7 responses to “The Life and Times of Rosie the Riveter”

  1. I second everything Diane Kanoy said about you and your mother.
    I also had the privilege of meeting her on several occasions and would never have known any of this by speaking with her. Probably that’s because she was interested in hearing my story and she was an active listener. Yet her story needs to be told. She is a true American woman. And you are clearly your mother’s son. Interspersing photos and videos from that time period fills in the details. I never knew the origins of the name ‘Lindy Hop’ before. thanks for that detail. It does explain the wild throws and jumps. I learned to dance the Lindy Hop in 6th grade but it was quite tame, just the basic foot work.

  2. Dear Patrick,

    This is a most amazing story you have documented about your mother, Rose Anne Johnson Harrigan. Her tenacity and resilience during the Great Depression and World War II truly defined her as one of The Greatest Generation. At 99 years of age, Rose Anne is doing remarkably well and is an amazing inspiration to us all.

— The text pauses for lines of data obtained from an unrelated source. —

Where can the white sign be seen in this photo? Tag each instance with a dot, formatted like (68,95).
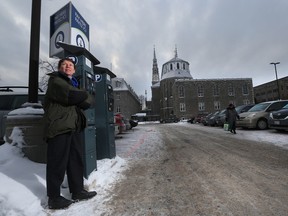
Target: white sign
(68,26)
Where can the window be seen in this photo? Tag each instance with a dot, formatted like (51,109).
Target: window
(245,89)
(118,109)
(201,106)
(117,96)
(217,105)
(118,84)
(200,91)
(182,107)
(231,90)
(216,90)
(246,101)
(181,91)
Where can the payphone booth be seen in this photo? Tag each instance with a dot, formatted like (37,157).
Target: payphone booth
(85,62)
(105,133)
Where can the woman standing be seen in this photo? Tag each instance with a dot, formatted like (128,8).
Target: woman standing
(64,104)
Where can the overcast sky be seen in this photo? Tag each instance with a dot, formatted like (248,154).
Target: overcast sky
(219,38)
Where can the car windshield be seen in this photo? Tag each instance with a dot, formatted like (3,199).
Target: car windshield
(238,109)
(285,107)
(259,107)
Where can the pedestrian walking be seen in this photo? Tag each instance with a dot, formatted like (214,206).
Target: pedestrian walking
(231,116)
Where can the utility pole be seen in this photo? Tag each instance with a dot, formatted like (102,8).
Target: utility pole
(276,78)
(34,51)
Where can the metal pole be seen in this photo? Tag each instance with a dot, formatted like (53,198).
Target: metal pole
(34,51)
(277,82)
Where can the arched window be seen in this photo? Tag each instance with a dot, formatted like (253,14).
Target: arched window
(231,90)
(200,90)
(181,91)
(216,90)
(245,89)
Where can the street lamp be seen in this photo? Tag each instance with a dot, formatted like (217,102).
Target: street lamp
(276,78)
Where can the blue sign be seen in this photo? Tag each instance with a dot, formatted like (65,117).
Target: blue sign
(79,22)
(68,26)
(57,19)
(98,77)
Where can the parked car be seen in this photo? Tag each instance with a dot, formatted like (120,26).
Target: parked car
(170,119)
(279,119)
(212,119)
(12,98)
(205,119)
(257,116)
(243,108)
(119,123)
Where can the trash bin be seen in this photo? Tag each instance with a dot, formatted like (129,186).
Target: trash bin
(29,119)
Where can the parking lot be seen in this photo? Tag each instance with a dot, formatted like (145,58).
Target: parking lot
(191,169)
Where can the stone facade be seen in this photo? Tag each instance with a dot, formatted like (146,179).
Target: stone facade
(178,94)
(126,101)
(269,91)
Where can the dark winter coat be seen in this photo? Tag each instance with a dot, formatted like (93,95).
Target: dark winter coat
(63,106)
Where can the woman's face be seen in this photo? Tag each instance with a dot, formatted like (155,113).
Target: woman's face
(67,67)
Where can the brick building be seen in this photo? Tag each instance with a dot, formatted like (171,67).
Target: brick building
(269,91)
(177,93)
(126,101)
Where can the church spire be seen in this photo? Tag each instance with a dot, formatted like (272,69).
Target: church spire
(176,54)
(155,72)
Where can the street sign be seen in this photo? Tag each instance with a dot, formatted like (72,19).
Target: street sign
(68,26)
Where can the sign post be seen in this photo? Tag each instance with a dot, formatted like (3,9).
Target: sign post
(68,26)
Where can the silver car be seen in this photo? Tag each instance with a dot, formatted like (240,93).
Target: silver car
(10,100)
(257,116)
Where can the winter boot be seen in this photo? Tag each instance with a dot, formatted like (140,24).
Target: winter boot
(83,195)
(58,203)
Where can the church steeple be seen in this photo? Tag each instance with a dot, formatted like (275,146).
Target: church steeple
(155,72)
(176,53)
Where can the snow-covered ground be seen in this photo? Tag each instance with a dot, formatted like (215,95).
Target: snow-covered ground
(22,181)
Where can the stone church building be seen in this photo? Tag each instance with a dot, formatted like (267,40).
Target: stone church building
(177,93)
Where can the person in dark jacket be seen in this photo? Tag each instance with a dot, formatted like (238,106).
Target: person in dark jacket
(64,120)
(231,116)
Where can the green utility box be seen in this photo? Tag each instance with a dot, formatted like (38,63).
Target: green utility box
(85,62)
(104,114)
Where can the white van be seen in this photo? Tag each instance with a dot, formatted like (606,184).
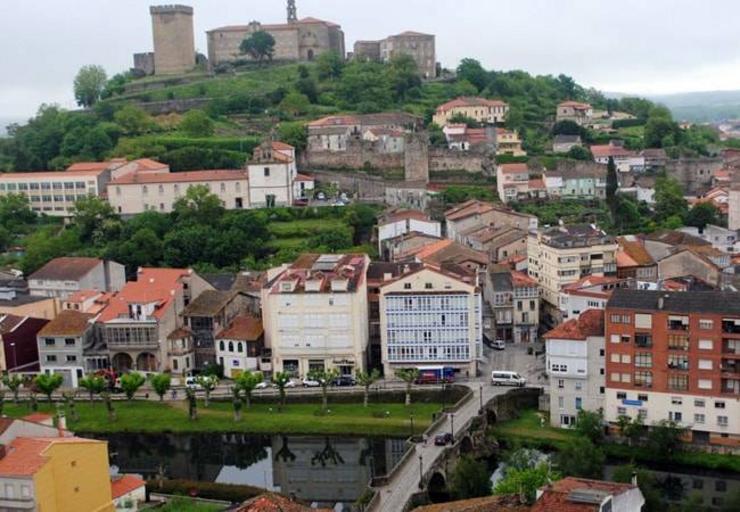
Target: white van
(504,378)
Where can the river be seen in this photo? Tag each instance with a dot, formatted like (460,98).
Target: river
(328,471)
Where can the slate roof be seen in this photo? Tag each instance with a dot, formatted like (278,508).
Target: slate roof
(718,302)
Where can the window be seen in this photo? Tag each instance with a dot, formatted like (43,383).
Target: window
(678,382)
(644,359)
(706,325)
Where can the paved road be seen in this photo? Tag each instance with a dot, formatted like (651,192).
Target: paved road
(405,482)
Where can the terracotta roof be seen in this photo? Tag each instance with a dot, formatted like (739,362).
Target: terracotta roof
(559,496)
(607,150)
(66,269)
(180,177)
(243,327)
(124,484)
(269,502)
(67,323)
(467,101)
(575,104)
(513,168)
(158,285)
(589,323)
(485,504)
(26,455)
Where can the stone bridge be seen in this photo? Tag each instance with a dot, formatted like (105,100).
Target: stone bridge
(425,468)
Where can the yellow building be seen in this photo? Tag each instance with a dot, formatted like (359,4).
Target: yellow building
(55,474)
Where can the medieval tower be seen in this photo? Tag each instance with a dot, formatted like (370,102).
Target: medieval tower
(174,39)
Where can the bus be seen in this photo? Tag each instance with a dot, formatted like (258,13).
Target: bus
(435,374)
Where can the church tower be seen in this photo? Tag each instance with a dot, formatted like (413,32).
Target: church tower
(292,12)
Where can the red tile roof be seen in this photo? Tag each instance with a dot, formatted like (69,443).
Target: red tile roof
(243,327)
(158,285)
(589,323)
(181,177)
(466,101)
(124,484)
(557,497)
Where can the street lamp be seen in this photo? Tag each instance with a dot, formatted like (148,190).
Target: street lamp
(421,472)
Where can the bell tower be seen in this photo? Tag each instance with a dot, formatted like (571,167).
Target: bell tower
(292,12)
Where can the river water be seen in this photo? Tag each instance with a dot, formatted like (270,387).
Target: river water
(328,471)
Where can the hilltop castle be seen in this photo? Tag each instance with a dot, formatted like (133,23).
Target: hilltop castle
(174,46)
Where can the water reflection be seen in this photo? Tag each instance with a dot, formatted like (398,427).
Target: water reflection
(324,470)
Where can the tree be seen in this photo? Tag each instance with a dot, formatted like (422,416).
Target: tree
(366,379)
(525,482)
(669,200)
(89,84)
(13,382)
(324,378)
(130,383)
(472,71)
(47,383)
(94,384)
(664,438)
(260,46)
(208,383)
(134,120)
(161,382)
(612,185)
(196,123)
(470,479)
(702,214)
(590,424)
(581,458)
(247,382)
(409,376)
(329,65)
(295,103)
(281,380)
(91,215)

    Please tell Rose Anne I deeply appreciate her selfless service during the War, in which our beloved father, Herman, also participated, as a young soldier. He passed last year at age 99. Rose Anne’s story is all the more meaningful to me because she and Dad were part of the same generation. I am unsure whether there will ever be such great heroes again. I wish I had documented more of my father’s stories than I did. Be proud that you have captured a great history.

    As I read your story about your Mom, I believed she was the woman behind “Rosie the Riveter.” Obviously, she worked hard and excelled at whatever she did in life, even becoming an excellent dancer. I see that you are definitely your mother’s son. You, too, work hard and excel at everything you do, from helping the oppressed, to designing websites, writing, and dancing, among your many skills.

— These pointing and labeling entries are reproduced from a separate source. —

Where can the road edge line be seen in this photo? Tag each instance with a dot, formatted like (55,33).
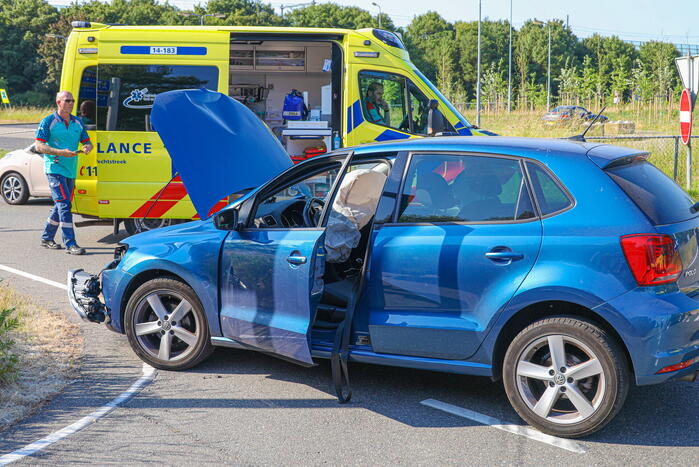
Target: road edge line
(525,431)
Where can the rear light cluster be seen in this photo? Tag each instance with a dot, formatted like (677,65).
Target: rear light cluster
(652,258)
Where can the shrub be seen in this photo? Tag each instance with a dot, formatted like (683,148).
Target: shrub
(8,360)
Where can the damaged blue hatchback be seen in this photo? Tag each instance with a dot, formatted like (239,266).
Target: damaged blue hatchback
(568,270)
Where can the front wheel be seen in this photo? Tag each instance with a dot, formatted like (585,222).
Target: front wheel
(565,376)
(166,325)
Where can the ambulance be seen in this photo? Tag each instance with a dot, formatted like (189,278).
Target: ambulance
(357,86)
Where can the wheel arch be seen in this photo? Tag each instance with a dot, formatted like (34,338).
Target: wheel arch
(543,309)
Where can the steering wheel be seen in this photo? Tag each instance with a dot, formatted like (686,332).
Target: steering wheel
(311,213)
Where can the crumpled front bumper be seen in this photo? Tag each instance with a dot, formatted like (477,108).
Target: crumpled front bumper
(84,295)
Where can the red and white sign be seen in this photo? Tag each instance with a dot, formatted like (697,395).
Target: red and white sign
(686,116)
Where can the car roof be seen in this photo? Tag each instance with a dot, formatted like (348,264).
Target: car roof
(534,148)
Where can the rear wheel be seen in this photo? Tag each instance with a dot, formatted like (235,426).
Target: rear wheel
(14,188)
(166,325)
(565,376)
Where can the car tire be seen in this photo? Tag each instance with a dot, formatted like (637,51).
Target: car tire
(138,225)
(579,396)
(166,325)
(14,188)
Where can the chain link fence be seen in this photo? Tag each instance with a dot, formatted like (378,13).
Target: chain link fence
(666,152)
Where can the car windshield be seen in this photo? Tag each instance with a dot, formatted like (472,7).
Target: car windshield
(442,98)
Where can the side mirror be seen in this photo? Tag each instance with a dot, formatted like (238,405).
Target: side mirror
(227,220)
(435,119)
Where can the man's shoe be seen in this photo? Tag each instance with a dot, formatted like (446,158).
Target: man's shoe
(75,250)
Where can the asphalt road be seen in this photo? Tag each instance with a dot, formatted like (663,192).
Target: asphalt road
(245,408)
(16,135)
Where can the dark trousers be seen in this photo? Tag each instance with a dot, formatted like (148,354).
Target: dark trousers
(62,194)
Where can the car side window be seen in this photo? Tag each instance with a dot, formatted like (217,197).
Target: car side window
(550,195)
(288,207)
(451,188)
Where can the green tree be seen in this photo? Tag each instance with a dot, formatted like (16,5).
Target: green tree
(332,15)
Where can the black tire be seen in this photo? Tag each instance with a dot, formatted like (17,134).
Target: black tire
(589,352)
(138,225)
(14,188)
(187,331)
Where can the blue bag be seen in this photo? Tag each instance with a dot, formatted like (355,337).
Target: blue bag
(294,107)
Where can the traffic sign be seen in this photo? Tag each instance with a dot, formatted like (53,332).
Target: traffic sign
(686,116)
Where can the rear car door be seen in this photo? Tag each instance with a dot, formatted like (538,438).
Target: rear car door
(271,271)
(463,239)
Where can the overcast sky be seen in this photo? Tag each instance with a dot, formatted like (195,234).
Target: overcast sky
(669,20)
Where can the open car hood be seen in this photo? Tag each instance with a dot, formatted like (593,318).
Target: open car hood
(217,145)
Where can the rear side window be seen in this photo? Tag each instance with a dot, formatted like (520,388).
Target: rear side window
(446,188)
(550,195)
(656,194)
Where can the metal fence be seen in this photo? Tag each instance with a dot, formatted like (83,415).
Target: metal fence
(667,153)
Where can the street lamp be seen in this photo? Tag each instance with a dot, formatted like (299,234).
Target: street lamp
(379,7)
(478,79)
(548,73)
(509,68)
(201,17)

    I immensely enjoyed your article and pictures about an outstanding woman and her family. I wish God’s continued blessings on Rose Anne, you, and your family. And keep on dancing!

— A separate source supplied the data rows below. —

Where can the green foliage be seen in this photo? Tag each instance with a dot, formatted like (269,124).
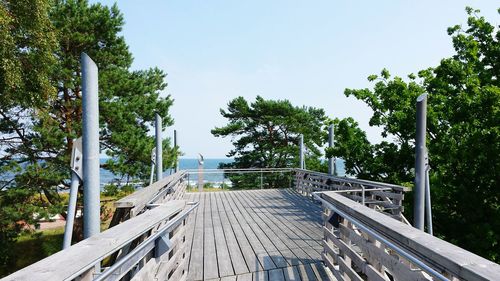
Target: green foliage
(111,190)
(265,134)
(463,136)
(128,189)
(27,44)
(40,114)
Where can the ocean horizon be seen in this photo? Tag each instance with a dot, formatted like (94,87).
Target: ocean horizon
(108,177)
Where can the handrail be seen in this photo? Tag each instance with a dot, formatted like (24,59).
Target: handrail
(380,238)
(386,198)
(358,181)
(81,258)
(238,171)
(137,202)
(138,251)
(437,257)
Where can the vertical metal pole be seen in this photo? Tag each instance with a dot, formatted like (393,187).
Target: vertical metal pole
(159,148)
(177,153)
(151,177)
(428,205)
(200,173)
(200,177)
(331,160)
(70,217)
(363,195)
(301,151)
(91,184)
(153,161)
(261,180)
(419,190)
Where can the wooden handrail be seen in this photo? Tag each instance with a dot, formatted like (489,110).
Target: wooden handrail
(137,201)
(79,260)
(374,257)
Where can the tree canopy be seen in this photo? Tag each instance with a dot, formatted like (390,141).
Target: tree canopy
(40,114)
(265,134)
(463,136)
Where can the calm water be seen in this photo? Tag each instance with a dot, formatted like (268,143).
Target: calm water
(192,164)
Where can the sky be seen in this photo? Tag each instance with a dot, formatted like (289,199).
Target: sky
(305,51)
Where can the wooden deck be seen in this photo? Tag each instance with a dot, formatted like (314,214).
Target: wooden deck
(273,234)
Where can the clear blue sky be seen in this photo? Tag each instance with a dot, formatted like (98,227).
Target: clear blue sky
(305,51)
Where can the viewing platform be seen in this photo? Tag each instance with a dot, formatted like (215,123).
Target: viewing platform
(320,227)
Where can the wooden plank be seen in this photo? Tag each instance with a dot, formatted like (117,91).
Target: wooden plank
(291,273)
(62,265)
(319,271)
(260,276)
(138,200)
(245,277)
(251,259)
(372,252)
(443,255)
(210,266)
(223,257)
(237,259)
(361,263)
(276,275)
(195,271)
(306,272)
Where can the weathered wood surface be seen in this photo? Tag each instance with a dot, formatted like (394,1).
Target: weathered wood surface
(85,254)
(137,201)
(386,198)
(272,234)
(373,259)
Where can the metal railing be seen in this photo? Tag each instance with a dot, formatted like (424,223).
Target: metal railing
(383,197)
(149,246)
(362,244)
(250,178)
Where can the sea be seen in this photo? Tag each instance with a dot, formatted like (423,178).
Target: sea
(214,177)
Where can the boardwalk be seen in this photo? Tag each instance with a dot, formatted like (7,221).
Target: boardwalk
(260,235)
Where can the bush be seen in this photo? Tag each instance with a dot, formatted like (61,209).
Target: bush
(111,190)
(128,189)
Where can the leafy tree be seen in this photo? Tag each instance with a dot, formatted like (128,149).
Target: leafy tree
(27,44)
(463,136)
(41,111)
(265,134)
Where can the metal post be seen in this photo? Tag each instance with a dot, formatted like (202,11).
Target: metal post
(159,148)
(301,151)
(70,216)
(76,176)
(177,152)
(331,160)
(419,190)
(428,205)
(153,161)
(91,184)
(200,173)
(261,180)
(362,195)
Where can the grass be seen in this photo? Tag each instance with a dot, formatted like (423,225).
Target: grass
(205,189)
(33,247)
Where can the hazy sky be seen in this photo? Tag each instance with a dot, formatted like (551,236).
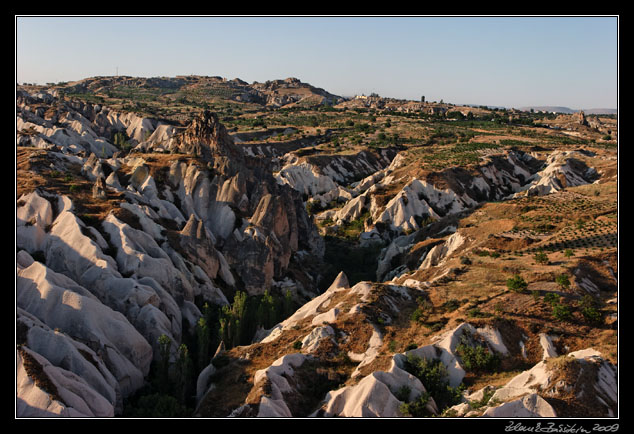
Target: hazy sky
(499,61)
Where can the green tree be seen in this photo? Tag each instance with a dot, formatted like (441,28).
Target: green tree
(182,371)
(563,281)
(562,312)
(204,342)
(541,257)
(516,283)
(266,311)
(165,346)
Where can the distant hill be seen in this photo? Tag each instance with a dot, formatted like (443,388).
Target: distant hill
(567,110)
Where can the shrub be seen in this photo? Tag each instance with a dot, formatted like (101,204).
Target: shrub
(562,312)
(158,405)
(592,315)
(552,298)
(516,283)
(433,374)
(541,257)
(402,394)
(477,358)
(416,408)
(563,281)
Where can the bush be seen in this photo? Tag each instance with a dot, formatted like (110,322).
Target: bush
(541,258)
(433,375)
(592,315)
(563,281)
(158,405)
(516,283)
(477,358)
(562,312)
(552,298)
(416,408)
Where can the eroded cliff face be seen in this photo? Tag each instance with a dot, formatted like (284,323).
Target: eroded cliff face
(116,250)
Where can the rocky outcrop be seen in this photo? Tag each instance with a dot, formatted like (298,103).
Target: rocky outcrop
(561,170)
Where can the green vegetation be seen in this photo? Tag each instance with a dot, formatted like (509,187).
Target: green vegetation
(477,358)
(516,283)
(346,254)
(432,373)
(239,321)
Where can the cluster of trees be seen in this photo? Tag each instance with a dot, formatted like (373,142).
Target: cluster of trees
(172,380)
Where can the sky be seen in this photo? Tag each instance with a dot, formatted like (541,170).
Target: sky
(509,61)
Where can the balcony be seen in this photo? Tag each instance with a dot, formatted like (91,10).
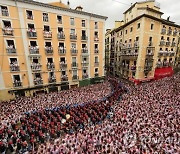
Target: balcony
(32,34)
(4,12)
(38,81)
(96,51)
(163,31)
(64,78)
(30,17)
(63,66)
(52,80)
(171,53)
(59,21)
(84,51)
(61,35)
(74,51)
(75,77)
(132,53)
(84,38)
(168,43)
(36,66)
(85,76)
(96,38)
(96,64)
(129,46)
(74,65)
(96,74)
(169,32)
(62,51)
(50,66)
(136,44)
(85,64)
(8,31)
(166,53)
(149,53)
(165,64)
(73,36)
(150,44)
(11,50)
(160,53)
(171,63)
(173,44)
(45,18)
(14,68)
(17,84)
(49,50)
(47,34)
(159,64)
(162,43)
(34,50)
(175,33)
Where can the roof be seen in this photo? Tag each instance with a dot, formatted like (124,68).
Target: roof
(58,4)
(137,3)
(151,9)
(163,21)
(61,8)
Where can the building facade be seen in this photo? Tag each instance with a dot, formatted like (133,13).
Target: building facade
(48,47)
(145,46)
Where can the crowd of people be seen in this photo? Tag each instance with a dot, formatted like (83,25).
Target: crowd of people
(30,120)
(110,117)
(145,120)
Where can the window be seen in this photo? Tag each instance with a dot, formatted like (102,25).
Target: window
(137,38)
(60,29)
(29,14)
(150,41)
(48,44)
(74,72)
(96,60)
(63,60)
(63,73)
(131,29)
(73,59)
(50,60)
(59,19)
(4,11)
(72,21)
(46,28)
(30,26)
(10,44)
(126,31)
(96,34)
(152,26)
(73,45)
(83,33)
(83,23)
(7,23)
(16,80)
(72,31)
(96,70)
(96,46)
(96,25)
(45,17)
(33,43)
(138,26)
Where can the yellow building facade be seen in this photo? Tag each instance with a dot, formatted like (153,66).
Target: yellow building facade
(48,47)
(144,43)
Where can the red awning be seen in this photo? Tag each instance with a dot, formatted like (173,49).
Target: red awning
(163,72)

  3. Patrick, I know she is just as proud of you as you are of her. Having two Navy granddaughters ( one of which is named Rosemary) former Marine grandson and Captain son-in-law, I am well aware of the personal sacrifices. Thank you so much for sharing your Mom’s accomplishments, spunk and love of dance. Yes. Accomplishing great things and love of dance is in your blood.

  4. I like to think the “We Can Do It” poster was taken from Rosie telling her supervisor to “go to hell” which then inspired the namesake. That’s my theory and I’m sticking with it!

  5. What a marvelous story, of my first cousin. I never knew any of this, it’s absolutely amazing. I think of the selfishness of todays youth, and what an inspiration Rose is. I can’t picture the youth of today, sending their money to their parents, to pay off their mortgage, and by farm equipment. It’s easy to see why God has given her such a long, wonderful life. Her children, and all our families, are truly blessed to know her. God bless you Rose, I miss seeing you at the Gauthier reunions, you are one in a million.

  6. Dear Patrick:
    Thank you for your mother’s autobiography, very interesting. I knew some of your mothers history but did know that she stayed with my Mother, Aunt Rosallia and our family l must of been two small to remember, l only remember your Uncle Victor staying with us as l was growing up.
    Your cousin Peter Kuester.

    • Hey, Peter!
      I double-checked on that with your Aunt Rose Ann and she confirms that you are right. She lived only a short time with her Aunt Charlotte in Detroit, not with her Aunt Rosella. It was not your aunt’s confusion, but mine! It is corrected now.